Últimamente pierdo todas mis apuestas. No me preocupa, estoy acostumbrada, pero me amarga la condición, la edad de los ganadores. No va a pasar nada. Mis hijos y sus amigos, entre los 28 y los 16 años, llevan semanas pronosticando que todos los procesos se atascarán, que todos los culpables saldrán bajo fianza, que todos los sospechosos resultarán inocentes, que nadie irá a la cárcel y no habrá pasado nada. Yo he intentado llevarles la contraria hasta ayer. Hoy, a punto de tirar la toalla, me estremece el miserable destino que nos hemos labrado.
Porque es miserable, más que triste, que quienes hemos crecido bajo una dictadura nos empeñemos en enarbolar la bandera de la esperanza, de la ilusión y la normalidad democrática, para que jóvenes criados en la democracia interpreten nuestros gestos como una muestra de ingenuidad casi senil. Aquí no pasa nada, nunca ha pasado nada excepto esa irremediable desilusión, el hastío que crece, día tras día, entre los españoles menores de 30 años. Ningún otro índice es capaz de expresar la pésima salud de nuestra democracia con más precisión.
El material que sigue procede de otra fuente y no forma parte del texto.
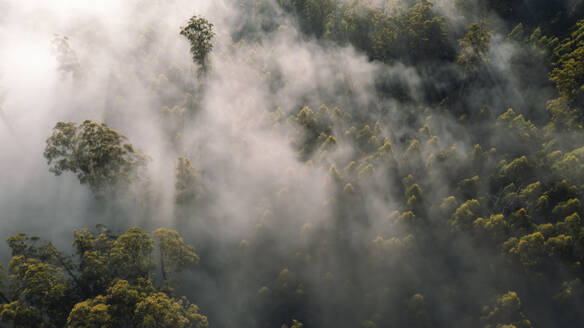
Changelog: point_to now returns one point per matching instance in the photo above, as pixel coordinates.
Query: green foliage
(505, 310)
(108, 285)
(466, 214)
(474, 46)
(175, 255)
(199, 32)
(98, 155)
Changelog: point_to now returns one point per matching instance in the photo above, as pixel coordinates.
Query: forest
(291, 163)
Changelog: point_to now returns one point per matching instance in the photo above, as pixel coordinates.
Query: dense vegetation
(482, 168)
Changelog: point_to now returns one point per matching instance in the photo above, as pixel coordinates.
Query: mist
(333, 182)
Tampoco es de extrañar, en un Estado que se fundó en los silencios más que en las palabras, en la eficacia del miedo y los peligros de la alegría. Hasta hoy. Porque ahora resulta que los que tienen ánimo y arrojo para protestar por este escándalo sin límite, son unos violentos que encarnan una amenaza para la democracia. ¿Qué democracia? ¿La de los grandes partidos que se sostienen entre sí; la de los jueces que dilatan las instrucciones durante décadas; la de los apaños parlamentarios que garantizan la impunidad de los culpables? España huele cada vez peor, a úlcera vieja, mal vendada. Cuando la gangrena llegue al corazón, agonizará pidiendo calma, emitiendo mensajes de tranquilidad, y nos lo tendremos muy bien empleado.